Around one in seven consumer insurance customers surveyed either decided against buying insurance or cancelled certain types of cover in the past year, new research from Premium Credit.
The research found that 15% of consumers in the past year have cancelled or decided against cover, up from 11% in last year’s Insurance Index. Despite cancelling cover, at least 20% said they still needed it.
The index, which monitors how consumers pay for insurance, highlighted the cost of not having cover or having inadequate insurance.
Nearly one in eight (12%) adults say they have not been able to claim for damage to property or belongings in the past five years, either because they were not insured or because they did not have adequate insurance.

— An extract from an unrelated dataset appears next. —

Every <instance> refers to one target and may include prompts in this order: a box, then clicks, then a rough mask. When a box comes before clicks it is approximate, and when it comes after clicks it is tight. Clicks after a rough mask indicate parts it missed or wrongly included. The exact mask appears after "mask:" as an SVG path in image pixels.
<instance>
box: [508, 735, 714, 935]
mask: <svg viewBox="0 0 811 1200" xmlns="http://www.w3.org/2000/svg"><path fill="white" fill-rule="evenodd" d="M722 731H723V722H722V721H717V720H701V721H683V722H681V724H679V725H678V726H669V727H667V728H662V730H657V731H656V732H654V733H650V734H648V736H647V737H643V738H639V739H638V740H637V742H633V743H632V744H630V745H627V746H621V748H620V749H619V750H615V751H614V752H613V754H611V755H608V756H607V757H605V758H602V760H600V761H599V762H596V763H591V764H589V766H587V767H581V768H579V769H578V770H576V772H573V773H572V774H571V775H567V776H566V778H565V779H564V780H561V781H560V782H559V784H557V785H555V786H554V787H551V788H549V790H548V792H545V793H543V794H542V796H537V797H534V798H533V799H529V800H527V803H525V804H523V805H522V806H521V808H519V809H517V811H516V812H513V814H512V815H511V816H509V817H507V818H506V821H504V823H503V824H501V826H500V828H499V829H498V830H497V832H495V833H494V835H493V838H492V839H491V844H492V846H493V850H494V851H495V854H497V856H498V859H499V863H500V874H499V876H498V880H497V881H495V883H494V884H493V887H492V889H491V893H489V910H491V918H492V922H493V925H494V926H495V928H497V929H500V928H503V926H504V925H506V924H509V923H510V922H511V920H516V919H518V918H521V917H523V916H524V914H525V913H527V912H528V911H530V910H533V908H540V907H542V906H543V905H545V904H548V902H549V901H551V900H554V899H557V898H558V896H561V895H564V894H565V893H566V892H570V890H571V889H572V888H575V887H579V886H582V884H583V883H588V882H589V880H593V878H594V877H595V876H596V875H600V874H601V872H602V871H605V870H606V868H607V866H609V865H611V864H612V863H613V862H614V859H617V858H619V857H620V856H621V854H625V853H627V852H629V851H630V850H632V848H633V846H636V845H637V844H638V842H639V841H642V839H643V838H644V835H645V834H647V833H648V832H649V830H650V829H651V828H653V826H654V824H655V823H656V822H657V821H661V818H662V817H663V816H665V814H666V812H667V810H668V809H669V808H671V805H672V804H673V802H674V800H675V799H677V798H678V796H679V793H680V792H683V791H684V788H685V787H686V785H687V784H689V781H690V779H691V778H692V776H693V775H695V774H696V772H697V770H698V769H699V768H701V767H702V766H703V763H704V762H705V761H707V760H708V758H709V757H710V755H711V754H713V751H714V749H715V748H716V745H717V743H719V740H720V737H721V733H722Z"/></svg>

Around half (45%) of these people missed out on claims of more than £1,000. For nearly a quarter (23%), the loss was £3,000 or more.
That is up on the 8% recorded in last year’s data, which have not been able to make claims in the past five years either because they had no cover or had inadequate cover.
Jon Howells, Chief Commercial Officer, at Premium Credit said “It can be tempting to cancel policies or decide not to have cover as a way of saving money, but the reality is that it will often be a false economy.
“The number of people unable to make claims because they do not have cover or have inadequate insurance is rising and the sums people are missing out on can be substantial.
“Premium finance can take the sting out of a large lump sum allowing consumers to break it down into instalments in much the same way as they might pay for other large outgoings.”